Je me suis mariée à l’âge de 18 ans. C’était un amour passionné, des nuits blanches, l’impression de ne pas être en vie mais de flotter au-dessus de la terre. Nous avons vécu cinq années merveilleuses et j’ai ressenti un amour immense tout au long de cette période. Je le satisfaisais en tous points : je lui apportais son petit-déjeuner au lit le matin, je lui préparais ses repas préférés – uniquement ce qu’il aimait – et je gardais toujours la maison propre.
Malheureusement, ses parents ne m’ont jamais acceptée et m’ont toujours dit que je n’étais pas assez bien pour leur fils et qu’ils lui trouveraient une meilleure épouse. Il était évident que cela avait un effet sur mon mari. J’ai remarqué qu’il avait progressivement changé d’attitude à mon égard. Il est devenu de plus en plus distant et critique à mon égard.
Notre fils avait cinq ans à l’époque. Au début, mon mari l’aimait et le gâtait autant qu’il le pouvait, mais peu à peu, il a commencé à le traiter froidement. Je pense que c’est la faute de mes beaux-parents, qui ont commencé à convaincre mon mari que son fils n’était pas le sien (bien qu’il ressemble beaucoup à son père). Mon bien-aimé a commencé à leur rendre visite plus souvent, il a pratiquement emménagé avec eux. Lorsqu’il rentrait à la maison, il était toujours mécontent et me criait dessus. J’ai toujours essayé de bien me comporter, de prendre soin de moi et de notre maison”.
Un jour, mon mari était tellement en colère qu’il m’a même frappée. Je n’arrivais pas à croire que cela se produisait vraiment, mais j’espérais toujours que tout s’arrangerait. Peu de temps après, l’homme m’a fait savoir qu’il en avait assez de moi et qu’il partait. Il m’avait abandonnée, moi et notre fils. Je l’ai supplié de réfléchir, de ne pas mettre en péril notre famille, mais il n’a pas voulu m’écouter.
Je l’aimais toujours et je ne pouvais pas imaginer la vie sans lui, même après notre divorce. Il verse toujours une petite pension alimentaire et exige des reçus pour chaque centime que je dépense. Même si j’achète une miche de pain, je dois scanner le reçu et le lui envoyer. Je dois mendier de l’argent auprès de mon ex-mari, qui ne ressent pas le besoin de dépenser quoi que ce soit pour son propre enfant.
Mon ex-mari rend rarement visite à notre fils, et encore plus rarement lorsqu’il l’emmène pour un jour ou deux. Notre enfant ressent des émotions négatives de sa part et ne veut pas le voir.
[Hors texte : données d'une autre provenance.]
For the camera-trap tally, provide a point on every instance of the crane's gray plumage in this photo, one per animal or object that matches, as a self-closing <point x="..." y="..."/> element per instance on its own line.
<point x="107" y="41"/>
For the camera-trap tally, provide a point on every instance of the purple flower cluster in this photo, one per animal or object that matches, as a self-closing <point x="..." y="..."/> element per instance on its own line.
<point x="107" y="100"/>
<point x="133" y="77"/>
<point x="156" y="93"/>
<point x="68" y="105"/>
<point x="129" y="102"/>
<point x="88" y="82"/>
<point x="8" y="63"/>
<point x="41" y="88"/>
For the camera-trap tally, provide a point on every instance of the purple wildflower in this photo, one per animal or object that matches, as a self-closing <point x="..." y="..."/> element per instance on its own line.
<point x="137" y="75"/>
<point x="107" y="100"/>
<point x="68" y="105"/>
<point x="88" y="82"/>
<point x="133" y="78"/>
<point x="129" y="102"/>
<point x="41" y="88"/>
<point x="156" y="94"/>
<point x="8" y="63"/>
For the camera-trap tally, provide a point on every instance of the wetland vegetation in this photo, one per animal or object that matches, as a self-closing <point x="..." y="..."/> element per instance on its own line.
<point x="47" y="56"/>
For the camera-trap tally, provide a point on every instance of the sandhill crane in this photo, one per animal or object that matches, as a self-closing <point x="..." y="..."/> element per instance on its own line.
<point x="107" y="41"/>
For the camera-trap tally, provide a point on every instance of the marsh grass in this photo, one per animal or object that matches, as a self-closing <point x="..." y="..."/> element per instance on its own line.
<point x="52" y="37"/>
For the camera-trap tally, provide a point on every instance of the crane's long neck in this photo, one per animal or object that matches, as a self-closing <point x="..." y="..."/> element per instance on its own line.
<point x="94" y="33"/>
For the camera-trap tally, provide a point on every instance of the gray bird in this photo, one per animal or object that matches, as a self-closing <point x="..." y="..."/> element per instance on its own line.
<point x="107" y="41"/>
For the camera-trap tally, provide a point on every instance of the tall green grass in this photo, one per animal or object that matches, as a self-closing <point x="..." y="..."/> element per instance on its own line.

Mon ex est furieux – il pense que je monte mon fils contre lui. Moi, je n’arrive pas à accepter notre rupture et je continue à pleurer tous les jours. Depuis la rupture, j’ai perdu du poids et je suis déprimée. Je crie sur mon fils même si je sais que je ne devrais pas le faire.
Comment continuer à vivre alors que mon cœur se brise ? Je visite tous les jours les pages de mon ex-mari sur les médias sociaux et je suis sa vie. J’ai ainsi appris qu’il allait se marier avec une autre, ce qui m’a encore plus déprimée.
Je comprends pourquoi il ne vient plus nous voir aussi souvent et pourquoi notre fils ne s’intéresse pas à lui non plus. Ma tête sait que c’est fini entre nous, mais mon cœur n’arrive pas à l’accepter. Comment faire face à cette situation ?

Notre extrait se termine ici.